Group Submission Type: Book Launch

Description of Session

Successive crisis contexts contributed in various settings to a collective awareness of the importance of education and the transmission of values of justice and equity in the construction of societies that are both more inclusive and more enlightened about the major challenges of the time. Education is called upon to promote interpersonal skills such as cooperation, solidarity, as well as subject knowledge and skills analysis, critical thinking, participation, deliberation and inclusion, all of which contribute to the formation of teachers and learners who are enlightened, responsible and active in society.
In such a context, most policies worldwide emphasize the need to equip teachers to work effectively in a highly diverse classroom context.
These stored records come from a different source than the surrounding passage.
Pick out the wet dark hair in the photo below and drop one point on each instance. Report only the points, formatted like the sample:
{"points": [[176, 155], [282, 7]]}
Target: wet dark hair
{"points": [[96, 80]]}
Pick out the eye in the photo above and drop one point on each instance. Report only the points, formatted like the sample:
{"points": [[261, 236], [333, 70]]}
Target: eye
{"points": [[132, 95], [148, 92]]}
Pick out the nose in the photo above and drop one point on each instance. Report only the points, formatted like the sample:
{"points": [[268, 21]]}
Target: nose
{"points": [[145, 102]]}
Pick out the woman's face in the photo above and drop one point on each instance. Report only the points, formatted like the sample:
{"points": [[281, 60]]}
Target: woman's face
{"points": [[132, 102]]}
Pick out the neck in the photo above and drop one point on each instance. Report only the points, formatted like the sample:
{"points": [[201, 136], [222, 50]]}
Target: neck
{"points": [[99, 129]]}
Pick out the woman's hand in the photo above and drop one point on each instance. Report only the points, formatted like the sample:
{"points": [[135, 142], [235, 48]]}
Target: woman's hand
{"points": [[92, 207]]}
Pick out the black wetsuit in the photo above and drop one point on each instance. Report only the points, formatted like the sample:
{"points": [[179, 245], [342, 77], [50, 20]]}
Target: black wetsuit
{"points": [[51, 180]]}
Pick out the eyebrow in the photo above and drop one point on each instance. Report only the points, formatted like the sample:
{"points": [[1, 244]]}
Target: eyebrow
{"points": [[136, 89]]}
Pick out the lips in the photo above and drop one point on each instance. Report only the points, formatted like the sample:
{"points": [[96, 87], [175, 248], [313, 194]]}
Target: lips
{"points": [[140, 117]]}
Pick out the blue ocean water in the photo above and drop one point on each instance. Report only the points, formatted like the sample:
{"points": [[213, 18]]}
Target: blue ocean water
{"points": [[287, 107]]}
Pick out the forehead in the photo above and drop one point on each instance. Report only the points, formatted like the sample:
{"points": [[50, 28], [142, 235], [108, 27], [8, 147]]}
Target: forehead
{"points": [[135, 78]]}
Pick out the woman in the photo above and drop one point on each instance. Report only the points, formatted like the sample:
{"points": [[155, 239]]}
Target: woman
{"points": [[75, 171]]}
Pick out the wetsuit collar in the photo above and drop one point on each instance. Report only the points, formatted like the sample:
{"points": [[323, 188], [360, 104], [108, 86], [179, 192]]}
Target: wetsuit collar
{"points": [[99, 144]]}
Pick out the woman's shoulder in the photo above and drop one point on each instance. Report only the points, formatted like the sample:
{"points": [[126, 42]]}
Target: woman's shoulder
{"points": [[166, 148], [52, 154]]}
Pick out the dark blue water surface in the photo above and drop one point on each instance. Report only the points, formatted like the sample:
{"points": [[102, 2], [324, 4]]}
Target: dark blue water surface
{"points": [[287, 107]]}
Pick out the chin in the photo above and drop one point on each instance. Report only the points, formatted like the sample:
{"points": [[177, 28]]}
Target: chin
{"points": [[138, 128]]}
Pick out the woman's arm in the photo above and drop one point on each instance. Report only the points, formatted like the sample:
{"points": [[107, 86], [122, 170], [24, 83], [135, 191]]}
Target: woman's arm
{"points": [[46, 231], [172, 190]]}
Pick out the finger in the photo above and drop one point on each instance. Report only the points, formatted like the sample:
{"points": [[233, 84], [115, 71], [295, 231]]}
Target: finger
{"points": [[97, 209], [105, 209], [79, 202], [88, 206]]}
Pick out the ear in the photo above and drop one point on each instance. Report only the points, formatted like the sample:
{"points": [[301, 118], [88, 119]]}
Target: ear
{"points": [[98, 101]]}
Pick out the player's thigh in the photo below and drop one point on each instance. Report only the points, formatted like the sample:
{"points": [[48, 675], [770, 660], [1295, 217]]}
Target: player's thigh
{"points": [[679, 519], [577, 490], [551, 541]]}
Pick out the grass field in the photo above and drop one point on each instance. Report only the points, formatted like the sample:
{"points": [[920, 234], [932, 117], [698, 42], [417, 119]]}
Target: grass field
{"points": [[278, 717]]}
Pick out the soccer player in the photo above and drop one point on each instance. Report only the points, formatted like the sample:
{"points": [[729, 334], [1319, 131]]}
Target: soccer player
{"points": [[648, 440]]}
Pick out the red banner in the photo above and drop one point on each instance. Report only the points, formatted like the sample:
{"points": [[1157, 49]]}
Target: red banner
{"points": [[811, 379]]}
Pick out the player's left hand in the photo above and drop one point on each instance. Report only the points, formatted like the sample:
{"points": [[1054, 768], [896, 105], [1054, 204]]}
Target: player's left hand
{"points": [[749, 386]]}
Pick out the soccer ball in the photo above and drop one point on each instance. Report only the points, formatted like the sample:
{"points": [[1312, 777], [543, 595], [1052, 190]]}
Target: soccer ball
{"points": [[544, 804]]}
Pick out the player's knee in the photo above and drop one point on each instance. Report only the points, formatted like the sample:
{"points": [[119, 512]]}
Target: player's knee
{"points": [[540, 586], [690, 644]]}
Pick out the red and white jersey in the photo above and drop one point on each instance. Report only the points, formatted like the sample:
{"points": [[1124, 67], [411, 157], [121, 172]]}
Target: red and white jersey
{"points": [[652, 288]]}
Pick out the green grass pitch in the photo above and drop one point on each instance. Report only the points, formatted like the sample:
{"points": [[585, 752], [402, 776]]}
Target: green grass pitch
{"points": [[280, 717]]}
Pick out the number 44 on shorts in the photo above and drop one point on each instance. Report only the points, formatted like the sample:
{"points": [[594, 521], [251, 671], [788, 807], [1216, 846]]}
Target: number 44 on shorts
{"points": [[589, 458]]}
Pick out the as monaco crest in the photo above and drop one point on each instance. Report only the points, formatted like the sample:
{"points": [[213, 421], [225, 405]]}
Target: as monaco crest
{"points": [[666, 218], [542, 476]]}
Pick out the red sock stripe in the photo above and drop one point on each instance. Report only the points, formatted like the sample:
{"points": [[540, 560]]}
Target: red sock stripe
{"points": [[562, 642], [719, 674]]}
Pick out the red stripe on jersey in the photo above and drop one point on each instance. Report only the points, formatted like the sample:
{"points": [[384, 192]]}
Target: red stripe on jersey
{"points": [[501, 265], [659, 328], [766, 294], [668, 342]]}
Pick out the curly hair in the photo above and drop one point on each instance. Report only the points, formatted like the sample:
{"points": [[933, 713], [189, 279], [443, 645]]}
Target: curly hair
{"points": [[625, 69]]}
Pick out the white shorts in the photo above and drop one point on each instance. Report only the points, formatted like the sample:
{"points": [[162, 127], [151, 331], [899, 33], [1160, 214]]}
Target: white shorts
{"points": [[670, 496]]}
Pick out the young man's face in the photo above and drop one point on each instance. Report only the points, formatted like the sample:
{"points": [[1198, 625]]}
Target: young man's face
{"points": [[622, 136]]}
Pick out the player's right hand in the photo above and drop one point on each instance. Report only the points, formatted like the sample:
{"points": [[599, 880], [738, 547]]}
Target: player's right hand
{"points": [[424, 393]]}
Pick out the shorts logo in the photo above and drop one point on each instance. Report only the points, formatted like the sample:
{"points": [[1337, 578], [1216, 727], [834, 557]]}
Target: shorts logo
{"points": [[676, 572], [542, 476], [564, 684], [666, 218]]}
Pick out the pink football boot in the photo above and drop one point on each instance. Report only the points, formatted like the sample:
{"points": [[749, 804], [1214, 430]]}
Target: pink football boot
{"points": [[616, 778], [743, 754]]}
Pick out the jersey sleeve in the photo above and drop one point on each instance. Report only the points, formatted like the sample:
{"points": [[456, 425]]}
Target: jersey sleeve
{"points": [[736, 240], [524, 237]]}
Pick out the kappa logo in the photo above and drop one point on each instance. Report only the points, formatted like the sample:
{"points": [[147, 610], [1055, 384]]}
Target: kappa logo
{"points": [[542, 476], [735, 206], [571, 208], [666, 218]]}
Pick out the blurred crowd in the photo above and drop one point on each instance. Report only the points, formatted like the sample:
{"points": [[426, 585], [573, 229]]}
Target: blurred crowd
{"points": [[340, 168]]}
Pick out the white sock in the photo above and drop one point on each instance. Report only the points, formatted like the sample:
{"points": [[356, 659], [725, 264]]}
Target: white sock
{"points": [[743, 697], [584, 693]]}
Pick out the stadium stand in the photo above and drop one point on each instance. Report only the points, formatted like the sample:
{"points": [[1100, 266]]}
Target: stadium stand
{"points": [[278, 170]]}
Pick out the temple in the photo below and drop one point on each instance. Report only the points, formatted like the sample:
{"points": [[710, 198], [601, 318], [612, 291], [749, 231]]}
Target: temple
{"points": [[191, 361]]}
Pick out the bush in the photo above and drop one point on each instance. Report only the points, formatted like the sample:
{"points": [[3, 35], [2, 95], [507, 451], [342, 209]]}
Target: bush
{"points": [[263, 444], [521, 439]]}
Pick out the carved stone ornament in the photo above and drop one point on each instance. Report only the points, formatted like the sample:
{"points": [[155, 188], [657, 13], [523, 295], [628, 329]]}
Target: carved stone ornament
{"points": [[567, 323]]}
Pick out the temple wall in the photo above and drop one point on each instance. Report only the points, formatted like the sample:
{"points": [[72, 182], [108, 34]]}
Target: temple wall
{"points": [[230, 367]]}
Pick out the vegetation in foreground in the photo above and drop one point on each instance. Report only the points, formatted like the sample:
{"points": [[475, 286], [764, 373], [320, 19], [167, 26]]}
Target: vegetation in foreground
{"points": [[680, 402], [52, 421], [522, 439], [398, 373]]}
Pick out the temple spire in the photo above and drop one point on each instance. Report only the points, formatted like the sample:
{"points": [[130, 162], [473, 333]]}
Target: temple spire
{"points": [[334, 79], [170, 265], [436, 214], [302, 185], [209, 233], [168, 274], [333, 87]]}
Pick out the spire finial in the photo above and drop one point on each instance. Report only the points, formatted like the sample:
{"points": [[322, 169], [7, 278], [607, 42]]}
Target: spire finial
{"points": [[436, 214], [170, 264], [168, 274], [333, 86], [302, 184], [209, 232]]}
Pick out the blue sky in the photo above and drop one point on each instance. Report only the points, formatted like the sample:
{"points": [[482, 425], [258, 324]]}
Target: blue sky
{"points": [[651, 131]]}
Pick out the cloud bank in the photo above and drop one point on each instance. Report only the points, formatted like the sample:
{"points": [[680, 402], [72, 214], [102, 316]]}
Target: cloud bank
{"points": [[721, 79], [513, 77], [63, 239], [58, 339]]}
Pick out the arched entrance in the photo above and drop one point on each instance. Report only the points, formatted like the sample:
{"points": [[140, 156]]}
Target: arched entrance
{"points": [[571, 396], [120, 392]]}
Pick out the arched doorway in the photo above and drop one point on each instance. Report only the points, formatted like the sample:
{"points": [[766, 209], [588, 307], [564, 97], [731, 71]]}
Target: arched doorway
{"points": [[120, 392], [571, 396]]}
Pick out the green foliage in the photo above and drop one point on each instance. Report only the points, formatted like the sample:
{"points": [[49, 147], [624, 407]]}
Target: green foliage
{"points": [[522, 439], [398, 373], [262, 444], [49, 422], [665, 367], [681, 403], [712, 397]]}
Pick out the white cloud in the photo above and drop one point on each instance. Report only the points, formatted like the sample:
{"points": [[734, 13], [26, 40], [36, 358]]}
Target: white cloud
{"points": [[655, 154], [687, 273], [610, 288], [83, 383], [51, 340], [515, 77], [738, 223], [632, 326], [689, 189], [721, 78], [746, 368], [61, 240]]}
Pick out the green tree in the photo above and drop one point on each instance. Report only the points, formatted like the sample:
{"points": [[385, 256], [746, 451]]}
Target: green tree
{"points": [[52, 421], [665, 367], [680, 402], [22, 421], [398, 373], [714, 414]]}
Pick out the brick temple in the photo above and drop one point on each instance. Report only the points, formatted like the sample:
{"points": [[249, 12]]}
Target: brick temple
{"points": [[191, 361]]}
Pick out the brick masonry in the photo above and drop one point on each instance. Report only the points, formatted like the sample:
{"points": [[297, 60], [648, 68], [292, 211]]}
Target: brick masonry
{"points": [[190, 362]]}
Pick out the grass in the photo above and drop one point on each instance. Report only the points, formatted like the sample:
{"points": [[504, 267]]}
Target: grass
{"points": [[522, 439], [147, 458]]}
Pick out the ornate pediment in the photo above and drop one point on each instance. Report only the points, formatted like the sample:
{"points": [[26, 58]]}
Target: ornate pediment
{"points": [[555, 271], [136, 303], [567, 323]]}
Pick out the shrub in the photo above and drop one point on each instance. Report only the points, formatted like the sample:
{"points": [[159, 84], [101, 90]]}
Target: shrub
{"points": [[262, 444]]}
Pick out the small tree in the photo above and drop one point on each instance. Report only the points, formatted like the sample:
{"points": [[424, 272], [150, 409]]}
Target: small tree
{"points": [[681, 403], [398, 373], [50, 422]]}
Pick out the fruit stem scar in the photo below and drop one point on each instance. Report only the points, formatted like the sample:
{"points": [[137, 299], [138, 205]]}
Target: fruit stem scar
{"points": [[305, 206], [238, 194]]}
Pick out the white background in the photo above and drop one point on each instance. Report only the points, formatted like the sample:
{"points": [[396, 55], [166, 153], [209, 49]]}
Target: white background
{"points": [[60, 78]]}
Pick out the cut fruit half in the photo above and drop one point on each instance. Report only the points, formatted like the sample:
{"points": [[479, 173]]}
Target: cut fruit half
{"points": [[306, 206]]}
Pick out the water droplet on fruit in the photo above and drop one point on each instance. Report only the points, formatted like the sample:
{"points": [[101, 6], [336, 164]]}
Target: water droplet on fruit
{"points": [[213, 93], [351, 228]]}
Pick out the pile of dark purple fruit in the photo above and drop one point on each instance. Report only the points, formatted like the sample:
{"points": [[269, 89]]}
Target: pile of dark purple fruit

This book deals with the very much-debated topic in the Francophone world of teachers' work and professional development in schools. The basis of this work is a Francophone insight into the concepts of teachers’ work and professional development and learning, in dialogue with other linguistic areas' approaches. The book is nourished by abundant theoretical and empirical works with echoes of research conducted in other countries of the francophonies.
The main purpose of the book is to draw up an international scientific inventory of the continuing professional development of teachers in the French-speaking world, focusing on research devoted to the tension between the individual and the collective in the work of teachers and the development of cooperative skills in learning and professional practice.
What does Francophone research teach us about the motives, objectives, forms and effects of this promotion of new conceptions of teachers’ work in the professional development of teachers? How do these developments challenge long standing conceptions of teaching and schooling?
The promotion of the collective dimension of teachers' work is also linked to an acute need for teacher recognition. Supporting change and professional and organizational innovation therefore has mobilizing effects, but on the condition of differential recognition of teachers, with a view to building individual and collective capacities. This book intends to shed light on the dynamics and contemporary developments of the contrasting analytical perspectives that research on this subject is drawing. Finally, the question of teaching work, between the individual and the collective, intersects with that of collective representation, especially union representation. It then meets the cardinal questions of taking into account the dignity and integrity of individuals at work. Thus, teachers’ work contemporary dynamics are examined against the background of a crisis of professional and political representation, and an aspiration to social recognition. The particularly virulent teachers’ protest movements in France, called ‘red pens’, or on a more global level the ‘yellow vests’ movement, are emblematic expressions of this phenomenon.
Through the empirical and theoretical echoes gathered, this book wishes to offer an analytical look at the contemporary teaching condition: from the individual to the collective, the relationship of trust between society and the profession, the ambivalence of the rhetoric of their professional development, of collective work, its impacts on the members of the profession.